Du Gaozhong l'interrompit avec fougue :
« Taohua, j'adore manger des pêches ! Je m'appellerai Ye Taohua ! »
La vieille Ye ne discuta pas. Elle lui tapota la tête.
« Ce que l'enfant préfère est ce qu'il y a de mieux. »
Un poids énorme quitta le cœur de Ye Pantao. Elle porta le baluchon de Ye Taohua jusque dans sa chambre.
L'ancienne propriétaire se moquait de cette fille, mais elle, elle ne pouvait pas se résoudre à l'ignorer.
La famille Ye n'avait pas de chambre en trop ; sa fille devrait forcément vivre avec elle.
En regardant le dos inconnu de sa mère, Ye Taohua sentit que sa vie à venir serait meilleure.
Liu Shi avait déjà allumé le feu et préparait le repas de midi pour la famille.
Ye Pantao trouva le vieux Ye assis dans la cour, en train de fumer sa pipe.
« Père, tout ce bois est utilisable ? »
Le vieux Ye souffla une bouffée de fumée.
« Nous n'avons même pas fini celui de l'an dernier. Plus on a de bois, plus on a chaud. »

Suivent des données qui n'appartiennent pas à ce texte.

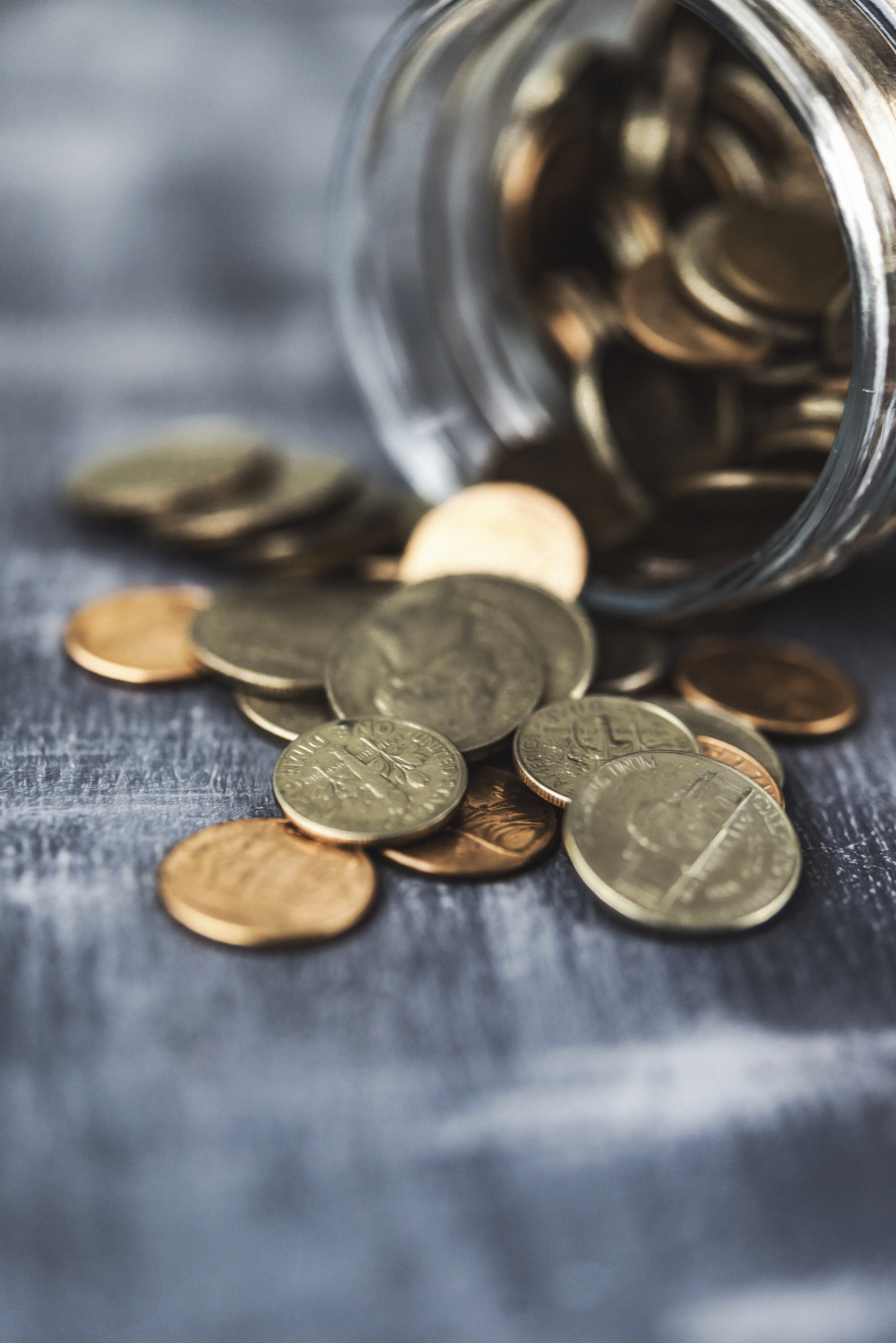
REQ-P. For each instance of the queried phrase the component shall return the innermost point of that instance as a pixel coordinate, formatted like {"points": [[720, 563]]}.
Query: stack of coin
{"points": [[675, 242], [222, 491]]}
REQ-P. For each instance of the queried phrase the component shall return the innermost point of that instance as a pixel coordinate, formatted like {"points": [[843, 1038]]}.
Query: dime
{"points": [[284, 719], [274, 638], [561, 630], [464, 668], [630, 659], [747, 764], [495, 528], [729, 728], [681, 842], [257, 883], [140, 634], [186, 465], [693, 255], [300, 489], [660, 318], [370, 781], [562, 743], [373, 518], [783, 260], [774, 684], [499, 828]]}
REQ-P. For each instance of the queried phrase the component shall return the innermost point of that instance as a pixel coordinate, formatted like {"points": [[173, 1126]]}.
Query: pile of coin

Dans l'extrême nord-ouest, en hiver, celui qui n'a pas de bois peut mourir de froid.
« Et avez-vous déjà pensé à vendre ce bois pour en tirer de l'argent ? »
Le vieux Ye la regarda avec inquiétude, craignant qu'elle ne gaspille encore le bois.
« Ce bois n'a pas de valeur, et il ne se vend pas. Toutes les familles du village en ont. »
Ye Pantao resta sans voix. L'habitude qu'avait l'ancienne propriétaire d'emporter les affaires chez les Du avait laissé une impression tenace à son père…
Mais elle avait une idée : ce bois pouvait servir.